彼女は道端で仕事の帰りに帰っていたはずだ。
道は続いている。
歩いている感覚もある。
だが、ふと目覚める感覚がした。
目の前には卵が浮かんでいる丁度両手で包めるくらいのサイズだ。
不思議に思い彼女はその卵に触れてみようとする。
すると卵にヒビが入り中から角が見えた。
立ち止まることなく歩き続ける彼女の目の前で一定の間隔を保ちながら卵は先を行く。
そして中から出てきた角はパリパリと音をたてて殻を破った。
赤い色をした小さなドラゴンがぎゅっと目を閉じた姿からパッと目を開けて両手両足、翼を広げた。

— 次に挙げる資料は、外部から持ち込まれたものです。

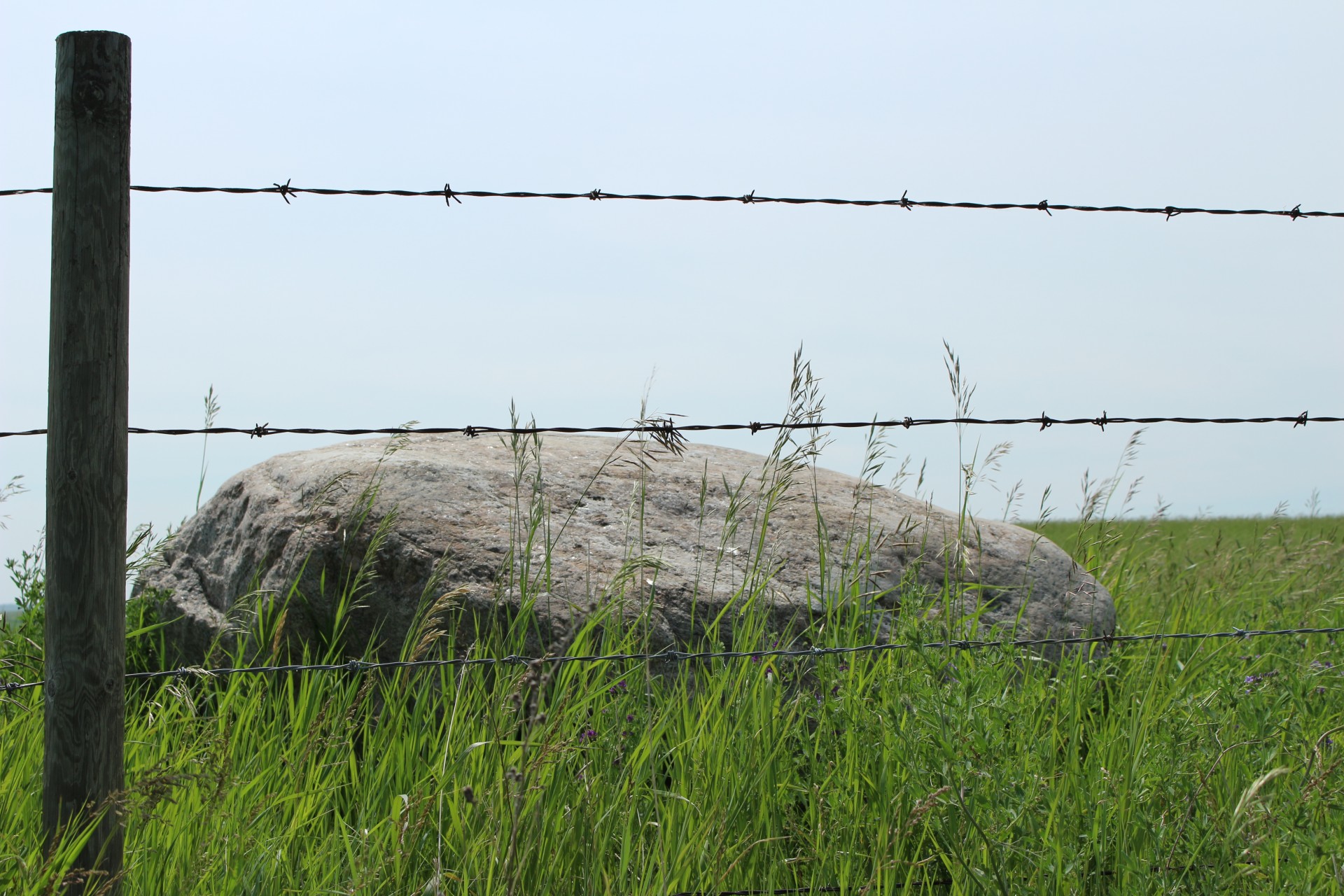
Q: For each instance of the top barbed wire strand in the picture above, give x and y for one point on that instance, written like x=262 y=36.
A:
x=449 y=195
x=679 y=656
x=667 y=429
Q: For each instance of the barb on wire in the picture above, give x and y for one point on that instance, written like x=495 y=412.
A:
x=670 y=434
x=678 y=656
x=288 y=191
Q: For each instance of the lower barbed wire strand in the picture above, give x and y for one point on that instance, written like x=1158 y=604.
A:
x=678 y=656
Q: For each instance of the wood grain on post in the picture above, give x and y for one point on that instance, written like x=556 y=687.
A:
x=86 y=442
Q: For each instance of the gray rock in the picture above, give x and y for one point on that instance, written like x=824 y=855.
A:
x=672 y=542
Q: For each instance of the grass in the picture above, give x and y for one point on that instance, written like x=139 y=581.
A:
x=1179 y=767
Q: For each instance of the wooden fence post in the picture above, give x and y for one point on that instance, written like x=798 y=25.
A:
x=86 y=442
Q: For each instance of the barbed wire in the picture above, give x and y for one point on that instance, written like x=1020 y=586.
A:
x=678 y=656
x=667 y=428
x=449 y=195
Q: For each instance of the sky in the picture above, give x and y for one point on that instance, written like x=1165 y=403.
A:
x=360 y=312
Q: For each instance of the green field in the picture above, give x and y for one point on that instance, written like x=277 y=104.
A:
x=1196 y=766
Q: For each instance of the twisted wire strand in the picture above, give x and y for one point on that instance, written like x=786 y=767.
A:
x=678 y=656
x=668 y=428
x=451 y=195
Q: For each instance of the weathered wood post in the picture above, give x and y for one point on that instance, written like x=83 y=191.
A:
x=86 y=441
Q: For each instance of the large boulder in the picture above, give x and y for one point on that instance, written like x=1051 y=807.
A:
x=574 y=523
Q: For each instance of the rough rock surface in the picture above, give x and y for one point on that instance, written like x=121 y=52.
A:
x=461 y=503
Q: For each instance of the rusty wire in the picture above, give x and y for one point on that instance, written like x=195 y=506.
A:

そして私の目の前に飛んできて手のなかにおさまりこう言った。
「よう!ようやく会えたな。」
訳もわからずそのドラゴンに聞く。
「どういうこと?」
「お前に呼ばれてきたんだ、これから必要な事を教えるために。俺を呼んでいただろう?」
「…えっ!?人じゃないの?てっきり赤い紐の先には私を助けてくれる人が繋がっていると思って楽しみにしてたのに。」
「残念だったな。現れたのがドラゴンで。」
「びっくりはした。しかも小さい。」
「これから俺はお前に「楽しむ」事を教えてやる」
「え?なんだって?」
「楽しめ!とにかく楽しめ。余計なことを考えるな。楽しいと思うことをしろ。」
小さなドラゴンが指を私の顔に向けて楽しそうにそう言う。そして私の回りを飛び回った。
数ヵ月前私には鈴が見えた。
歴史物のゲームに出てきそうな一本の棒に何個も鈴があり、細い棒で真ん中の一本の棒に繋がっているそして持ち手には紐が結んである。

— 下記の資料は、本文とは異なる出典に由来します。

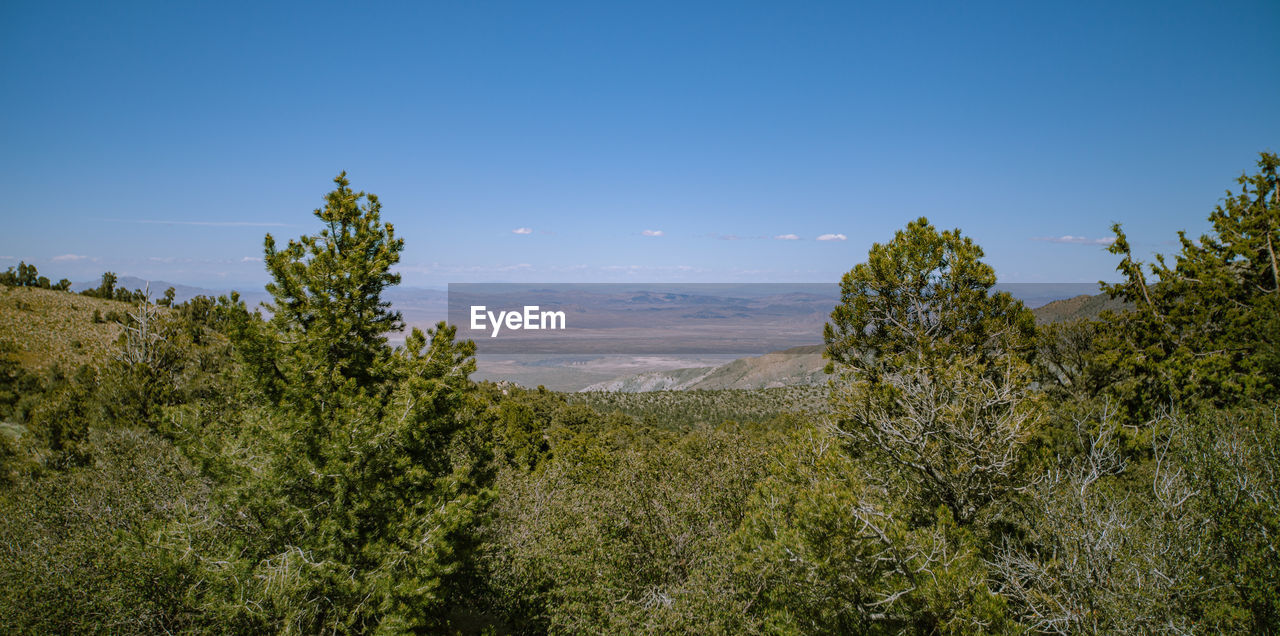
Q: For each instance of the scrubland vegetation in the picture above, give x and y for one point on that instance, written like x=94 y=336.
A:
x=967 y=471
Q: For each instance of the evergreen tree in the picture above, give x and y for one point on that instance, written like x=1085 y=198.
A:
x=1205 y=328
x=355 y=511
x=932 y=369
x=327 y=300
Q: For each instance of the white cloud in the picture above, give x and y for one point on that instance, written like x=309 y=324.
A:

その鈴が勢いよく飛び散り四方八方に鈴のついた紐を伸ばしてどこかへ消えてしまった。
その紐が赤、緑、黄色、青、ピンクの色をしていて大小様々な鈴が付いていた。
飛び散る先に何があるのか分からなかった。
紐には無数の鈴が付いていて、鳴るときと鳴らないときがあった。
紐を手繰り寄せようとしても先が見えない。
なんとなく予感はしていた。きっとこの先には私を助けてくれるそんな存在が現れたときに出会うと。
ただ、人外だとは微塵も思ってなかった。
ドラゴンは楽しそうに目の前で飛んでいる。
楽しむことをしろと言うが最近は上手くできているように感じていた。
好きなことをして過ごす時間が多いし、行きたいところにも行っている。
それなのに、このドラゴンは「楽しめ」と言ってきた。
どういうことなんだろう?
思考を巡らせる。
それがその時の私には分からなかった。